After engaging targets on the Bayonet Assault Course, recruits will undergo more close combat training, this time against an actual opponent. Using Pugil Sticks, a padded pole used to simulate rifle combat, they must fight on wooden bridges and in simulated trenches. For many recruits, pugil stick training is the most intense physical combat they have ever experienced. They have to learn to act despite fear in order to outmaneuver and overpower an opponent.

Marines must be ready to move towards the sounds of chaos without hesitation. The success of their mission demands complete focus and confidence. During week nine, Drill Instructors focus on building confidence in recruits by motivating them to overcome the 11 unique challenges of the Confidence Course. In phase one, recruits complete the course individually. In phase two, taller obstacles are added and recruits must now complete the challenges in four man fireteams. Drill Instructors push each team of recruits to work together and overcome the obstacles, leaving no man behind.

During Day Movement exercises, recruits learn to stay together in simulated, tactical scenarios and ensure the safety of the Marines to their left and their right. Over the deafening noise of simulated weapons fire, recruits communicate with hand signals as they navigate their way over walls and under barbed wire. Combat-experienced Drill Instructors show recruits how to respond to evolving situations on the battlefield and complete the mission together.

The Crucible is the final phase of Marine Corps Recruit Training that tests every skill learned and every value instilled. Recruits will be challenged for 54 continuous hours with little food and sleep. To complete this final test, recruits must have the heart—and the intestinal fortitude, the body—and the mind, the desire—and the ability. The recruits must pull together or fall apart. Win as one or all will fail. Succeed, and you will carry a sense of accomplishment that will last forever.

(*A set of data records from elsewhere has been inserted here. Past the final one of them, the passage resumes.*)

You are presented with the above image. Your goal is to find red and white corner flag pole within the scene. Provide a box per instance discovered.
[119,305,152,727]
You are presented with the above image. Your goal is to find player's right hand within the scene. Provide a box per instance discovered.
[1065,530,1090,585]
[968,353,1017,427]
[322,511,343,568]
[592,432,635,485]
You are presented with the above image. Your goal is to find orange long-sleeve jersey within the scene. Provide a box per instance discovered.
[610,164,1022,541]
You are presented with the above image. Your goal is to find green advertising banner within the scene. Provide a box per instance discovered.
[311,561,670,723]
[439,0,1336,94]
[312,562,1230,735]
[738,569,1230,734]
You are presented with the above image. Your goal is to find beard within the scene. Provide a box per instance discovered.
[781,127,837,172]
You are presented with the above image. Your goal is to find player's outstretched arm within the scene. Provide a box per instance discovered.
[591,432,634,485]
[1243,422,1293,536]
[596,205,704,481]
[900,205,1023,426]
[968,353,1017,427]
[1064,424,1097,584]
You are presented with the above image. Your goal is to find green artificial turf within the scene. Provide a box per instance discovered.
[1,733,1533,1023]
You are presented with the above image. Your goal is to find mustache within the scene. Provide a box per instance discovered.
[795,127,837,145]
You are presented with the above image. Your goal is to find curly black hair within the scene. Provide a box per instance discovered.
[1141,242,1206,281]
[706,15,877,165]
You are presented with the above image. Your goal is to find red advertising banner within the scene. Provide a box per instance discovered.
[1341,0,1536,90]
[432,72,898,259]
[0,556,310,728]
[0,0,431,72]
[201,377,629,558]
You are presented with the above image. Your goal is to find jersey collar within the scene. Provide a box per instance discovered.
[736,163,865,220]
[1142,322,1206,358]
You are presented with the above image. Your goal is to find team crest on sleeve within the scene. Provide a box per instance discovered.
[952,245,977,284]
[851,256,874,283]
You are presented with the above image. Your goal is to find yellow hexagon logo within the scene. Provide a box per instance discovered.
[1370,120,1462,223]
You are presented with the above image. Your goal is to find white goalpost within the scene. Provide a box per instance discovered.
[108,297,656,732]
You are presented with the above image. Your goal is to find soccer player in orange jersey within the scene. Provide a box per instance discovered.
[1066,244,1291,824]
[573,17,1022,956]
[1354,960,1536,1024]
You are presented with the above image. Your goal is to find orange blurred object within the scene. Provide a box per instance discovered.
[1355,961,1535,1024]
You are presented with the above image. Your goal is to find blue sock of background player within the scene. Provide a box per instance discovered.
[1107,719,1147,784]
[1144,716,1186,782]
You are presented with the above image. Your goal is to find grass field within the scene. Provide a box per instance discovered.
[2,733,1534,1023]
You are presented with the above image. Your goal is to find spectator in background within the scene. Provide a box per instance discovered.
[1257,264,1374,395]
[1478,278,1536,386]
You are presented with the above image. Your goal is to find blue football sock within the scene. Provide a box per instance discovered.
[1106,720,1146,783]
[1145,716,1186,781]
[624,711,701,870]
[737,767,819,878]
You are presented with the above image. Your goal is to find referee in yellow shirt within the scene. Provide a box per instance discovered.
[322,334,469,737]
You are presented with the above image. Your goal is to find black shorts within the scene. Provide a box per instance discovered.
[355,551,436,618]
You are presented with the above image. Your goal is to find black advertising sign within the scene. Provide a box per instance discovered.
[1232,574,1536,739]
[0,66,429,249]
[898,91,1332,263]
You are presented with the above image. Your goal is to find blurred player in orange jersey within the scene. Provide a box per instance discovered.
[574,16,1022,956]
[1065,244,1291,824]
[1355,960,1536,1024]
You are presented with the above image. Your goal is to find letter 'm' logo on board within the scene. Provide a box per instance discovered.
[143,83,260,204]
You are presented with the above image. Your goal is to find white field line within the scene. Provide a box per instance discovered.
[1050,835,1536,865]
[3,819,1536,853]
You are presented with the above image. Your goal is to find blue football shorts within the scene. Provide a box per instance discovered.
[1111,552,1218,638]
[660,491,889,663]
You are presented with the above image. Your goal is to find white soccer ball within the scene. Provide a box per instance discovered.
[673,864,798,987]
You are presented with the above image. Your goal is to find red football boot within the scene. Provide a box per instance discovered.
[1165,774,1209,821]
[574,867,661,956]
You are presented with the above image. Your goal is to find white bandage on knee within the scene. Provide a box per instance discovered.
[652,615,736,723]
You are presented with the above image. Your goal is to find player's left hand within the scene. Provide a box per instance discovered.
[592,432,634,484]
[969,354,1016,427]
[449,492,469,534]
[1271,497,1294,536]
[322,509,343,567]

At the end of The Crucible, recruits march to the Emblem Ceremony where Drill Instructors present their platoons with the Marine Corps Emblem — the Eagle, Globe and Anchor — and address recruits as "Marine" for the first time. Over the last 12 weeks, the recruits have been transformed from individual civilians into a tight-knit group of Marines. Every struggle and challenge has prepared them for this moment when they will stand beside their instructors at graduation as Marines.